Este arqueólogo meticuloso y medidor de todo lo que él creía que debía ser medido, al final de sus conferencias siempre decía más o menos: "Miren que casualidad, señores míos: por poco esos tíos que vivían en Egipto, que siempre andaban de perfil, vestían taparrabos y llevaban los brazos en alto a todas horas, inventaron un patrón de medida que, multiplicado por dos, casi da un metro, esa cosa de medir que usan en el continente, a la que yo no auguro larga vida, qué quieren que les diga, porque donde se pongan la yarda y la pulgada inglesas que se vaya a paseo el Sistema Métrico Decimal de los cojones, que encima inventaron los franceses".

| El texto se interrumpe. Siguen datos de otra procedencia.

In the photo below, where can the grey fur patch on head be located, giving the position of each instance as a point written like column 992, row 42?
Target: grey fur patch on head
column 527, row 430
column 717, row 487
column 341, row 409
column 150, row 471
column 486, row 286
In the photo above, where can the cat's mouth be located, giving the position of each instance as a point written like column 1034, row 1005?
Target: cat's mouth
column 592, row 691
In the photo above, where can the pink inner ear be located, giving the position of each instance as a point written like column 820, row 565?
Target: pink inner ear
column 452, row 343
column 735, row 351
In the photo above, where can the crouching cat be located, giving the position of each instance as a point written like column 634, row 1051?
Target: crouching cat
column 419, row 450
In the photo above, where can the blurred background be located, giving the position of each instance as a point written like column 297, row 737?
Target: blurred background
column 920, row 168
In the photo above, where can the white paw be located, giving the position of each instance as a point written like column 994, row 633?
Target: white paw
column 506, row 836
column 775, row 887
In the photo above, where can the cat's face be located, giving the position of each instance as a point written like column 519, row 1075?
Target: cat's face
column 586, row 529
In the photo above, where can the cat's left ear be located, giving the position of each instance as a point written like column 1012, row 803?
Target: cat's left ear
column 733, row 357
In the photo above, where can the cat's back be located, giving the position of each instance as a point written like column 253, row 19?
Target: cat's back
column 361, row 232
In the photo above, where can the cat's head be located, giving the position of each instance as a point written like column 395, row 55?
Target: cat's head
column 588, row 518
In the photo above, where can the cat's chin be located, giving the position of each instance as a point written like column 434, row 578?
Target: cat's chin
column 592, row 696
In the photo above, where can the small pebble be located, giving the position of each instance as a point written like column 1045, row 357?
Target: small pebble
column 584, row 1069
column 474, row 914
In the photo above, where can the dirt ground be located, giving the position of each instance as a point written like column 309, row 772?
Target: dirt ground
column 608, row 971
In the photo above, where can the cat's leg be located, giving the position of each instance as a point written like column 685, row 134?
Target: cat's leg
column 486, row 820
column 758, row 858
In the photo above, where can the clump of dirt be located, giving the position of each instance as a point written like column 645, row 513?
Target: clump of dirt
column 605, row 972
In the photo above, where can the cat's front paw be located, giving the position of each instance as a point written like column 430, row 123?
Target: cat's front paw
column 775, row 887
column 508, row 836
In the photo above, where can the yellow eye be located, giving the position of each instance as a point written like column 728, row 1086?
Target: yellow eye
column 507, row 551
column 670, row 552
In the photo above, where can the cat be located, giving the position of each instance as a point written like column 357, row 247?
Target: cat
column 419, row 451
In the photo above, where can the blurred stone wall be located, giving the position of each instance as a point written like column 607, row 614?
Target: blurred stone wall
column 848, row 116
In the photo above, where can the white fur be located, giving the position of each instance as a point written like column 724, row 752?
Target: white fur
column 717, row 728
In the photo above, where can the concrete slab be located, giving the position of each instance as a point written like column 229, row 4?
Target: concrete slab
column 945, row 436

No sé si el auditorio al que se dirigía Petrie le asombró su comentario o lo dejó indiferente. Pero el hecho de que este hombre se fijó en ese detalle es rigurosamente cierto. O casi.

A mí me enseñaron en el colegio que el metro es la millonésima parte de esto y de lo otro, según se midió desde Dunkerke a Barcelona, y que el patrón se conserva en el museo de pesos y medidas de París, en forma de vara de iridio y platino. Luego me enteré que años más tarde en los colegios decían a los niños que la definición era otra, más complicada, algo acerca de lo que tarda la luz en atravesar un chisme. Pero bueno, el metro seguía teniendo cien centímetros a la hora de medir el pavimento de Porcelanosa que la parienta quería que le pusieran en su nueva cocina, por supuesto de diseño.

En los tiempos en que los primeros satélites artificiales empezaron a dar vueltas a la Tierra, los técnicos que los seguían desde Houston y desde la Ciudad de las Estrellas en la URSS, se dieron cuenta de que había fallos, que los datos no encajaban cuando los hacían basándose en el Sistema Métrico Decimal. No sé si por esto, o porque a otros sabios se les ocurrió que debían comprobar el sistema que nació con la Revolución franchute, que no siempre andaba entretenida cortando cabezas, se pusieron a investigar con la ayuda de las computadoras a ver qué demonios estaba pasando.

Lo que descubrieron no lo divulgaron enseguida, ya sabe, por eso del corporativismo, para no dejar en mal lugar a los colegas que habían metido la pata a la hora de medir. Pero como todo se sabe en este mundo, o casi todo, algunas personas se enteraron de que los viejos sabios habían cometido algún que otro error en la medición, los pobres, y el metro en realidad no debía medir eso, un metro, sino un metro y pocos milímetros. O sea, que había que hacer trampas para tapar el fallo, por ejemplo empujar un poquito a Barcelona hacia arriba o Dunkerke hacia abajo. ¿Qué hacer?, se preguntaron los descubridores del desaguisado. Al más pragmático se le ocurrió que mejor era no meneallo, dejarlo todo tal como estaba, que para eso en un museo de París estaba el metro de iridio y platino, y si algún pesado se ponía ídem, pues que lo comprobara con ese rayo de luz que, pasando por alguna cosa, nos da un metro de cien centímetros. Y pelillos a la mar, que vamos a vivir cuatro días.

Como los Von Däniken y compañía estaban al liquindoi, no tardaron en darse cuenta de que dos codos reales egipcios equivalen al metro que deberíamos utilizar, o sea, un metro de cien centímetros y algunos milímetros. La rehostia. Los esotéricos, como algunos los llaman, se frotaron las manos y se pusieron a escribir libros y a ganar pasta gansa.

Estas tonterías que escribo, tan poco científicas, son las que importan para pergeñar una novelita o un cuentecito, pero la verdad fue otra.

Seamos serios.

Tener una medida de peso y de medida inalterables fue el sueño de muchos reyes y sabios de todas las épocas, para poner orden en el comercio, y, por supuesto, para controlar los impuestos que éste generaba.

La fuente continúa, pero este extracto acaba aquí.